ほっとしたのも束の間、今度は華やかな足音が響き、ユリウスが現れる。
「先生から聞いたよ。『誰かの隣に立てる人になりたい』って――素敵じゃないか」
突然の誉め言葉に、セレナは驚きつつモジモジと返事をした。
「私、中心に立つのは向いていないと思うんです。でも、誰かを支えたいという気持ちは本当で……」
ユリウスは柔らかく微笑む。
「国は、貴族だけでは成り立たない。側で支える人がいてこそ、国は動くものだよ」
その言葉が胸にじんわり染みて、セレナの中の迷いがひとつ消えていく。
控室に流れ込む初夏の風が、セレナの銀色の髪をそっと揺らした。
*
午後の講堂は、特別選抜クラスの生徒たちだけが集められ、静かに張り詰めた空気に包まれていた。

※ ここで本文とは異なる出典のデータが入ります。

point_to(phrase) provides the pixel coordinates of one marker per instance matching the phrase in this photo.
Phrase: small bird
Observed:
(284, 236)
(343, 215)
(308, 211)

窓から差し込む初夏の光が、石造りの床に淡く広がっている。
クラリスは、前列の席に座りながら、手元の資料に目を通していた。
その表紙には、金の文字でこう記されている。
《課外演習班編成・指揮官任命通知》
壇上には、副学院長マティルダ・クローネと、新任教師エリオ・シュタインが並んでいた。
エリオは、冷静な口調で話し始める。
「皆さま、課外演習における班編成を発表いたします。各班には、特別選抜クラスの皆さまが指揮官として任命されます。班の構成は、能力・相性・制度的意義を考慮して決定されました」
クラリスは、わずかに眉を動かした。
(制度的意義……?)
エリオが資料を開き、読み上げる。
エリオは続ける。
「第1班――指揮官:レオニス・グランフェルド
第2班――指揮官:ルーク・ファルマス
第3班――指揮官:ミレーユ・クローディア
第4班――指揮官:ゼノ・ヴァルハルト
第5班――指揮官:カイ・アストレア」
エリオは続ける。
「第6班――指揮官:クラリス・ヴェルディア
班員:ロジーナ・エルス、エミール・グランツ、ナディア・ローレン、トーマス・ベルク」
クラリスは、思わず目を見開いた。
(ロジーナが……?)
隣に座っていたミレーユが、ひそひそと囁く。
「へぇ、ロジーナさんが同じ班なのね。補佐役ってところかしら?」
クラリスは、資料に目を戻しながら、胸の奥に小さな安堵を感じていた。
(よかった……彼女がいてくれるなら、きっとやりやすい)
「なお、演習では各班が異なる課題を与えられます。防衛、探索、交渉、資源管理など、実践的な内容となります。指揮官は、班の統率と成果に責任を持って行動してください」
クラリスは、資料の中に記された自分の班の構成を見つめながら、静かに息を整えた。
(私が、指揮官……飾りじゃないってところを、行動で示さなきゃ)
そのとき、レオニスが隣から声をかけてきた。
「君の班、なかなか良い人選だ。ロジーナがいるのは、君にとって心強いだろう」
クラリスは頷いた。
「ええ。彼女は、とても信頼できる人です」
レオニスは、わずかに微笑んだ。
「君がどう導くか、楽しみにしているよ」
そして、班編成の発表は静かに終わった。
*
夕暮れの王立ルミナス学院。
初夏のそよ風が回廊をくぐり抜けて、色とりどりのチューリップを優しく揺らしていた。
「やっと試験も終わったし……」
セレナは、重たい心を少しだけ軽くするように寮の階段を上っていく。
姉のクラリスと雑談をするため、彼女の部屋の前でそっと扉をノックした。
ただ、静まり返った廊下に返事はない。
もう一度強めに叩いてみても、やっぱり応答はなかった。
「クラリス様なら、班編成の発表後、武術場へ行かれましたよ」
通りすがりの使用人が声をかけてくれる。
「そうなんですね。ありがとうございます。」
セレナは慌ててお礼を告げると、扉の前でほんの少しだけ立ち止まった後、中庭へ向かうことにした。